The most pressing point surrounding this, however, is how they would look to replace Salah. Besides young starlets Harvey Elliott and Ben Doak, Liverpool have a lack of depth at right wing. If he was to be sold, there are certainly players that could fill in on the right, but not to the effect of the Egyptian. This could ultimately hinder performances for the club, as they look to compete on three fronts until January.
In terms of replacing Salah himself, the winger market is seemingly barren at present. This is even more the case if they were to try and directly replace the caliber of their number 11.
Recently, Paul Merson (via http://skysports.com) suggested that Liverpool should look to recruit Arsenal star Bukayo Saka to replace the ageing winger. However, the chances of this being possible would be incredibly slim, particularly in January.

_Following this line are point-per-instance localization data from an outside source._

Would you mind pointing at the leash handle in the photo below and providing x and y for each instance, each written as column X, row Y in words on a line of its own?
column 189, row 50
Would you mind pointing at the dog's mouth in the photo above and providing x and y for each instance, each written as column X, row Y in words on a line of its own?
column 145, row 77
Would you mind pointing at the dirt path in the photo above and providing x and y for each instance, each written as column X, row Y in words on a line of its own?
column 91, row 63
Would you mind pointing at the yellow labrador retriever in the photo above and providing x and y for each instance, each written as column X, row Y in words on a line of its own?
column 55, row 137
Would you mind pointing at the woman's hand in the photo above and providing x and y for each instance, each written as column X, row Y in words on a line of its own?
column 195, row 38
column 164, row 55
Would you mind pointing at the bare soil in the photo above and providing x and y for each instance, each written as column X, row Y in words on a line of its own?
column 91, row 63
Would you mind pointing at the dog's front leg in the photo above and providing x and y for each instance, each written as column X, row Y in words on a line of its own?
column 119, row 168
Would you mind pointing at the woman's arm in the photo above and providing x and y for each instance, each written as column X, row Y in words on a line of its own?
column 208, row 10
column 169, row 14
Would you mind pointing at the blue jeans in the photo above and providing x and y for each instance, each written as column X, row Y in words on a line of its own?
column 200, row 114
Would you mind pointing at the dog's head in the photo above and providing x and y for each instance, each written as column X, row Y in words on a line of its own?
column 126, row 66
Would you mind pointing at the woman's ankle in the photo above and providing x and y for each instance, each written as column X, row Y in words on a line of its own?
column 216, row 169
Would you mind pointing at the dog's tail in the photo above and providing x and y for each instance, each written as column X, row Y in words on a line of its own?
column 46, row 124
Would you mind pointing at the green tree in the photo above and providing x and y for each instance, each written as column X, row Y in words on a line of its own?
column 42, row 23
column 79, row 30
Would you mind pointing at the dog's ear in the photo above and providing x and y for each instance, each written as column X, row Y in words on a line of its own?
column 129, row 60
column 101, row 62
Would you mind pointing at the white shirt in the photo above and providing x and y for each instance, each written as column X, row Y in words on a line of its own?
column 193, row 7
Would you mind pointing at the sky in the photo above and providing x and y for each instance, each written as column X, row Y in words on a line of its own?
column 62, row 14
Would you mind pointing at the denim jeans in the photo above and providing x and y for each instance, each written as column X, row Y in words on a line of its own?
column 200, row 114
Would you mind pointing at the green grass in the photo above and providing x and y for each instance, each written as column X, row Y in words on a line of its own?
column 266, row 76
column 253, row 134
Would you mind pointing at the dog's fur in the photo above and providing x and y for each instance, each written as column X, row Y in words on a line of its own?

With a lack of options, and his impact being more valuable than the fee offered, the club’s stance is understandable.
What would Salah bring to Saudi Arabian football?
Saudi Arabia and the PIF’s mission is nothing short of remarkable.
In their bid to host upcoming tournaments, they have recruited some of the most well-known players across the globe. Karim Benzema, Neymar jr, N’golo Kante, and Riyad Mahrez top a star studded list of signings thus far.
There has also been a focus on players of Muslim faith, with many of the aforementioned players evidencing this. Sadio Mane, Edouard Mendy, and Kalidou Koulibaly are among other Muslim players of note.
As such, Salah certainly fits the bill for the Saudi Pro League. Not only is he one of the most notable players in world football, but he still has a case to be one of the best. He is also of Muslim faith, making him the perfect candidate as one of the faces of the league.
Signing Salah, who is still yet to be nearing the end of his career, would be a huge statement of intent.
However, this would be a signing that highlights an already distinct disparity within the league. Al Ittihad, Al Nassr, Al Ahli, and Al Hilal are the four clubs owned by the PIF. They have also received the most investment and, as a result, the financial gulf between them and the rest of the league is substantial.
Questions can be raised over how competitive the league will be. While everything seems to be running smoothly so far, will there be long term impacts of players snubbing the league due to these issues?
With all things considered, it would be the best option for Liverpool to retain Salah. An attempt to replace Salah with a younger player would, at present, not be worth the hassle.
His importance to the team is far more valuable right now than any fee the club would recoup, especially with trophies to compete for. While a rebuild could be aided with such money, the opportunity cost of losing him is clearly deemed as too vast to consider.
If the club were to consider his sale, they would be best to do so in the next summer window or beyond. This would still attract a high fee, in addition to potential Champions League money he may help the club gain. There would also be time to replace him in the market.
On the other side of the coin, the PIF will of course keep pushing to sign the Egyptian. Despite concerns over competitiveness, he is THE ideal signing to bolster the league’s reform.
He offers an elite profile of player, as well as the potential to be an ambassador for the country. This would be important for any bids to host World Cups.
There is also the upside that another player of such a high quality signing will attract more players in the future, adding to the domino effect of the league strengthening even further.